We have the poor all around us, and we have a lot of opportunities to connect with them, but so many people fear that first connection—taking that first step is intimidating. How should we take that first step?

 

Jonathan and I’s story is that we both had to leave some of where we came from in order to grow closer to people who were suffering. That’s not necessarily true of everyone—for some people it means remaining in the neighborhoods they came from if they came from tough neighborhoods, or returning to them after they’ve gone to college and come back to their neighborhood to be a lawyer or a teacher. Those are incredibly heroic callings and vocations.

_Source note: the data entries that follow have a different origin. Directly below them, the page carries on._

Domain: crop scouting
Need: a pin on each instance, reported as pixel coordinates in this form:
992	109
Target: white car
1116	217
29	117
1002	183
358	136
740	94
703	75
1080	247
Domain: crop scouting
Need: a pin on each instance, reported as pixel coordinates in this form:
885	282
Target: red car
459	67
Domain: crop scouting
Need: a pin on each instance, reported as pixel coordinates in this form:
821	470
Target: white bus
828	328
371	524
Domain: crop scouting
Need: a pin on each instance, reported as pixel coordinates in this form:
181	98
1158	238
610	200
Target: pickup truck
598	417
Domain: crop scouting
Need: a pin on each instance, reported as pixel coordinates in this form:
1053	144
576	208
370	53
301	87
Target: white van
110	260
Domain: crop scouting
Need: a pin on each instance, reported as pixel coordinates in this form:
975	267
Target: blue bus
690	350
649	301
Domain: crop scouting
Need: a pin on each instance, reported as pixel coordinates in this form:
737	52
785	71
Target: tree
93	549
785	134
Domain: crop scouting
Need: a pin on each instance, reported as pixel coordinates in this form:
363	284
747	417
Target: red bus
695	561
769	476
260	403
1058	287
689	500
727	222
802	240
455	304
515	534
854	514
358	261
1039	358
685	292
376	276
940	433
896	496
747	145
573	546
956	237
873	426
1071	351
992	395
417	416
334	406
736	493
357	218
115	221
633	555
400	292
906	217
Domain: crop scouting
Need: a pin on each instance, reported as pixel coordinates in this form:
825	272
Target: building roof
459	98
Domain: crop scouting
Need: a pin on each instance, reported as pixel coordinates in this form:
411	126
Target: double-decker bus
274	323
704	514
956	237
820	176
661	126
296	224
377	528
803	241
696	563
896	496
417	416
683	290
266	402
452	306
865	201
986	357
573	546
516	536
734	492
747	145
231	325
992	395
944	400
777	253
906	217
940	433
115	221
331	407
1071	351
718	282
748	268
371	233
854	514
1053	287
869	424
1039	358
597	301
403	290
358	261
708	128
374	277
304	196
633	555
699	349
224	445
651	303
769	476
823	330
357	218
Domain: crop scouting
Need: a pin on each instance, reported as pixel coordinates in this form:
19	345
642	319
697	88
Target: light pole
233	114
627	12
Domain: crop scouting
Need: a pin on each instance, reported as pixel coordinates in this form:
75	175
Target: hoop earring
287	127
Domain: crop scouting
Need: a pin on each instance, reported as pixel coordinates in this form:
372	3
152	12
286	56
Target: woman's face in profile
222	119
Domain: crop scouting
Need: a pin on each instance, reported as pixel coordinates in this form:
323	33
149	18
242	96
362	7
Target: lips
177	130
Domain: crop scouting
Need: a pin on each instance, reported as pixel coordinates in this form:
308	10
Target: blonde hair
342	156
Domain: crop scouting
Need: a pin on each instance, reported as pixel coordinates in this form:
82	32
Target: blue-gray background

But for us, I think Jonathan and I suffered from many of the patterns of our culture that separate us from the poor or the marginalized or people who look different from us. That’s where I think Jesus is saying to the Church, “Go into the world.” Jesus is not saying to the poor, “Come find the Church,” but He’s saying to us, “Get out—go into the world, go into the prison. Find me in prison, find me where I’m hungry.” In that, there’s a call to community, where we’ll do that together, where we’re not just lone rangers, but we’ll go on this journey together to move closer to the suffering in our world.  

The beautiful thing, too, is that this call is something that brings us to life. It’s not just bringing life to the poor, but it’s bringing life to those of us who’ve locked ourselves into this dream or this phantom of independence and of not needing others. The prophet Isaiah says, “When we spend ourselves on behalf of the poor, our healing comes and our light begins to shine.” This is what we’re made for: We’re made to live for something bigger than ourselves, we’re made to give ourselves for others. When people do that, whether they’re the doctors here in Philly who run a clinic around the corner or the landscapers who are coming and creating green space in poor neighborhoods, there are people who are using their gifts in ways that are building the Kingdom and embodying good news to the poor.  

And so those calls, the call to community, for people in the suburbs who are going, “Hey, crazy idea, we’re gonna carpool” or “We’re gonna have the one family on our cul-de-sac who has the washer and dryer that we’re gonna use or the lawnmower that we all use.” Not only are those sensible ways of living but they’re also things that create community, interdependence, the sort of life that we’re made for together—and break the patterns of unsustainability and also land us in a place where we’re the wealthiest country in the world and also one of the most lonely, medicated and depressed people in the world.